Macbeth is supremely actor-centred. Imaginative life, horror, tension are delivered not by grandiose setting or baroque concepts but solely by the actor. When Mark Rylance, in 1995, set the play in a Hare Krishna encampment inspired by the Waco siege, the reviewers were justly without mercy. I still remember the hostile incredulity that greeted Jane Horrocks pissing herself on stage.
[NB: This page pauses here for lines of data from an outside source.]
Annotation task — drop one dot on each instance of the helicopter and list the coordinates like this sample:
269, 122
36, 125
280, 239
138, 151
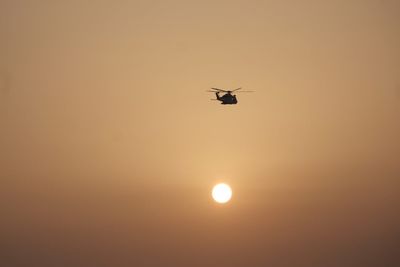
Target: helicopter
228, 98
It is Macbeth’s tunnel vision that explains why some of the most successful productions are minimally staged. The infamous Trevor Nunn, black-box Macbeth with Ian McKellen and Judi Dench, performed by the Royal Shakespeare Company in 1976, took place within a chalk circle, its focus intensified to the point of claustrophobia. One of the most terrifying productions I have seen in the past decade was staged in a hall, under full house-lights with no set and a cast of five. It lasted about 90 minutes. Directed by Jaq Bessell, the production extracted the play’s obsession with evil and staged that – and only that. I’ll never forget Jan Knightley’s Macbeth cuddling Macduff’s baby, cajoling it and shhh-ing it before he slammed it against a door frame. The audience’s gasp was completely spontaneous and sincere.

Macbeth Lost Theatre

David Shopland’s programme note suggests that he is after a similar ascetic effect: “this production employs simplicity and starkness to strip the story back to the text.” His engaging production did manage to tease out the play’s brutish desolation, and there were some sequences of intense clarity. While the company’s inexperience was occasionally glaring, one senses that, given time, this might grow into a challenging and compelling ensemble – definitely a company to keep an eye on.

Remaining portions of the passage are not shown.